In one of post on the excellent blog of Ted Kaminski he talks about Data vs Object distinction. When I was reading it I got excited because I've been mulling about this exact distinction when crystalizing my problems with mainstream-class-oriented-OOP. And I think we're both aiming at the same thing, but I have drawn the line between the two differently. Plus I have some other thing to say about this confusion.
What Ted Kaminski on his blog call an Object I simply think/call it Code or Resource. I'll continue by calling an Object though, since that's what most people call it. Note: in many programming languages both Data and Objects have to be expressed as Objects/classes, and the whole point of mine and Ted's writing is to make the distinction between them and explain completely different approach required when handling them.
My short definition: The Data is about carrying information. Objects are about behavior. The core problem with mainstream contemporary OOP is that it conflates the two.
The typical OOP example of Dog and Cat classes extending an Animal class is so bad because it completely confuses people. In a real software system, there are no (or at least shouldn't be) such things as Cats and Dogs as Objects. An application does not need parts of logic actually modeling their behavior. Even an application for Vet Offices will handle data about cats and dogs. An application like that would maybe have Objects like PostgresConnection (for storing data about cats and dogs), Cache (for caching data about cats and dogs), MailSender (for sending alerts to owners of cats and dogs), and so on... but not
In a game designed in (terrible) OOP fashion, there would often be Objects like
Hero, etc. OOP brainwashing leads people to try to model real-life interactions and relationships of entities it's trying to simulate using Objects, while Objects are only useful for expressing the interaction and relationship of the system implementing the simulation itself.
In other words - just because your program is a game about Hero fighting monsters with a sword, doesn't mean that it's composed of actual
Sword objects with
deals_damage_to, and similar functions! Objects are supposed to help you organize and model the behavior of your system - the game itself, and not the behavior of things you represent in your system. Your game needs maybe a
Another example: in a credit card processing system CardDetails and CardOwner, etc should be data! The system processes data about these, and is not built from them.
When designing a program it's important to be focused on the distinction between what your system is (composed of code aka objects) and what your system is processing (data).
Objects are natural and obvious doers. They are after all just a handful of functions with some shared state, bundled together in a consistent whole. Then the whole encapsulation, interfaces, etc. are useful and required! You are building a software system doing something and you want to make it by assembling well-defined, smaller pieces - often swappable along the well defined interfaces, e.g. for testing purposes.
The nature of data is much different.
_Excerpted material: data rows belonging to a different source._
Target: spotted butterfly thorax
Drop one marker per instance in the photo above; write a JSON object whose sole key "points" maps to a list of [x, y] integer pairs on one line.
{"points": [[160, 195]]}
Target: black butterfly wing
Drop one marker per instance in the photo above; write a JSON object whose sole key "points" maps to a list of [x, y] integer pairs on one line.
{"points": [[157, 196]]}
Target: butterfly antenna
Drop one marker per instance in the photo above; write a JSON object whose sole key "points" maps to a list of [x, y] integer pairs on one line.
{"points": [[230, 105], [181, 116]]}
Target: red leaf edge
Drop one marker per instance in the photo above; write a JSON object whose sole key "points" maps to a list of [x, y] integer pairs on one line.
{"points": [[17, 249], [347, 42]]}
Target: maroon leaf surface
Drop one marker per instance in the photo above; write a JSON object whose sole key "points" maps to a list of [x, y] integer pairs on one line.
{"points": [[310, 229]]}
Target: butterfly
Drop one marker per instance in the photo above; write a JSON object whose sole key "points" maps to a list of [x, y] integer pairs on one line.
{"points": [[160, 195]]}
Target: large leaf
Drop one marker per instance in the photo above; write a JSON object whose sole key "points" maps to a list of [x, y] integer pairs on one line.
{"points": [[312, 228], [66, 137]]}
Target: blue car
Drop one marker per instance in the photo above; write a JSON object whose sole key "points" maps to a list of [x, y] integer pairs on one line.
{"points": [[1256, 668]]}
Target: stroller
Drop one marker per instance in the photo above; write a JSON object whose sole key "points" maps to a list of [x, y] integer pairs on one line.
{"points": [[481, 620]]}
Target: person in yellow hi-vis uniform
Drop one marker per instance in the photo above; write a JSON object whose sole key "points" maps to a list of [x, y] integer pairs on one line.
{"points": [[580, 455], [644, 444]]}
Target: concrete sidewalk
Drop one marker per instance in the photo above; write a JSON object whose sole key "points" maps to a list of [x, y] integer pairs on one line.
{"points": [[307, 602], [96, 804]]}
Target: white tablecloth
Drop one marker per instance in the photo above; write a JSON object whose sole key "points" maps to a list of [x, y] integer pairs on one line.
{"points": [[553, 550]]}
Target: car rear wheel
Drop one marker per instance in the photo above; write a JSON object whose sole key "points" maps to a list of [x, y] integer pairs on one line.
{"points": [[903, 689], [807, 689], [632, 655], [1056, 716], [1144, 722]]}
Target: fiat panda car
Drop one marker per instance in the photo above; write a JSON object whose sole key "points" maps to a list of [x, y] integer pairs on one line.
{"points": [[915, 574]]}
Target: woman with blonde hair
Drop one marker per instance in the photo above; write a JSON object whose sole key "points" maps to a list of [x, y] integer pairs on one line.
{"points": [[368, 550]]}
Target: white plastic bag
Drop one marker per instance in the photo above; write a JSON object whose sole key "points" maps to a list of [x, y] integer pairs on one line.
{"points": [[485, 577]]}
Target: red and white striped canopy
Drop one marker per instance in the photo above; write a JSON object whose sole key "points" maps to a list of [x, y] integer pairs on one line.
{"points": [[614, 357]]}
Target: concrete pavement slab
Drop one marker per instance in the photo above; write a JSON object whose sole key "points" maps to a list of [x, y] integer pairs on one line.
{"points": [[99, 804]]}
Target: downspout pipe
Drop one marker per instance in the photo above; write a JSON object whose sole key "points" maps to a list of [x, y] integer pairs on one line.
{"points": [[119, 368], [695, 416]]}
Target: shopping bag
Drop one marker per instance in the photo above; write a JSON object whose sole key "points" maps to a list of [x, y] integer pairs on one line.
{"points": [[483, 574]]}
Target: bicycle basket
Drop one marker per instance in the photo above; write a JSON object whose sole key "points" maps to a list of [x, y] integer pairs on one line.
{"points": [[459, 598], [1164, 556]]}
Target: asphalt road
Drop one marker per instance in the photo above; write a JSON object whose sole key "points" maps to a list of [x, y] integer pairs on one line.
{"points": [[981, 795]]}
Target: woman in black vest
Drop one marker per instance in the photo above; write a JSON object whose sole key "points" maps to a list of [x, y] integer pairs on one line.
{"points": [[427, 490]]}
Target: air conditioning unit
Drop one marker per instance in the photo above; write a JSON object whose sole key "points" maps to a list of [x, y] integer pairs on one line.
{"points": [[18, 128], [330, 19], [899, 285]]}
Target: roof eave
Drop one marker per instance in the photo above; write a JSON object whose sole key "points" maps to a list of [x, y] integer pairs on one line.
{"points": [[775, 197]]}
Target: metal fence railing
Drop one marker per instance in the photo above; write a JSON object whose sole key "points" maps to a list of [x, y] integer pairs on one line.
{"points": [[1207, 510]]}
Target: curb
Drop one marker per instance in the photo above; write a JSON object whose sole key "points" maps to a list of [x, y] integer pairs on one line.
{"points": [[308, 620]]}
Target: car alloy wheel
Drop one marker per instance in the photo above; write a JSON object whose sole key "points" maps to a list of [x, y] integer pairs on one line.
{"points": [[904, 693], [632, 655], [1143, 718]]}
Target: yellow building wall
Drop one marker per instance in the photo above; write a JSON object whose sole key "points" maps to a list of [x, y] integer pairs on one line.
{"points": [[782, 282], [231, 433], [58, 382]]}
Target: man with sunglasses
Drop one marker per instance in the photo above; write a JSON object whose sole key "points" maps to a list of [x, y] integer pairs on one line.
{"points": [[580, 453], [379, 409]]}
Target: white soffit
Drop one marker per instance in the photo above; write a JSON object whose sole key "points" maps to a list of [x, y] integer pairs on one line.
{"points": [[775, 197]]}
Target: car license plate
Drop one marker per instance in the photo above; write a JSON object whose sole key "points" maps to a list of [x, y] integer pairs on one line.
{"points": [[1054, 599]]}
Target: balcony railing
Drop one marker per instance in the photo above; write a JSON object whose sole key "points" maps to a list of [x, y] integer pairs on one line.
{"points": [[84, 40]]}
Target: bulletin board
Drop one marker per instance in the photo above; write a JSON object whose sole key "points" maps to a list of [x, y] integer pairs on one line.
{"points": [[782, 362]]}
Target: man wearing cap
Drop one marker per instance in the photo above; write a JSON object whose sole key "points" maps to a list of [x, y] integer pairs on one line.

While there are exceptions like enforcing invariants, etc. usually, you want your data expressed in the most concrete, public, plain form as possible. Data should be copyable, serializable and any functions coupled with it must be about the data itself - transformations, getters, helpers, etc. Data should not have any direct references to any other data or objects, unless it's purely a composition/aggregation of smaller data. Relational data should use IDs of some kind if it references other data.
Array are a curious example because they can be considered to be both. A
Stack can be considered an Object that aggregates data or objects, especially when
push is called on it, but it can be considered an aggregation of data, making it just plain data. That duality is never really a problem, but it's worth mentioning. A collection is both an
Assembler of data, and the data it assembled itself. Makes sense, I hope. One could possibly express
StackHandler Object that contains some
StackState data, but that's probably an overkill.
What makes things very confusing, is that oftentimes it does seem to make sense to name Objects like the data or things they give access to or operate on. Eg. in most programming languages there would be something like
File is an Object. It is a doer, and not the data of the file itself! To not confuse people regarding object vs data distinction, it would probably be better to name it
FileOperator, but that's longer and bit meh. Similarly the point of
PostgresqlConnection is not to try to model or be the database data. It is trying to model an interface operating on the database using its API. The data will be passed in and out of it.
While this object naming colloquialism is often harmless, it's, unfortunately, the most common gateway drug to the terrible OOP-reality-modeling which I so detest.
Let's say in a Taxi application someone created a
Taxi object that is an interface to send and receive some notifications and other data to a taxi car via GSM. Now the company introduces some new type of Taxi car - let's say a self-driving one and OOP-brainwashed developer habitually starts typing:
class SelfDrivingTaxi extends Taxi ...
Because a self-driving taxi is a taxi too, right? Haha! Had the class been named
TaxiGSMAccessor or something, there would be no confusion. The developer would figure that probably some new data has to be passed somewhere in an argument to tell
TaxiGSMAccessor, or new interface built, or something else. Anything is better than starting a messed-up class hierarchy that doesn't make any sense.
In summary: a grave problem with OOP is that by confusing people by dogmatically representing everything as objects, it makes them represent the domain model with objects that doesn't make any sense as component of the system itself. As a developer, keep in mind that this distinction exists and avoid conflating the two, which I hope will help you avoid many mistakes that uncritical approach to OOP leads to.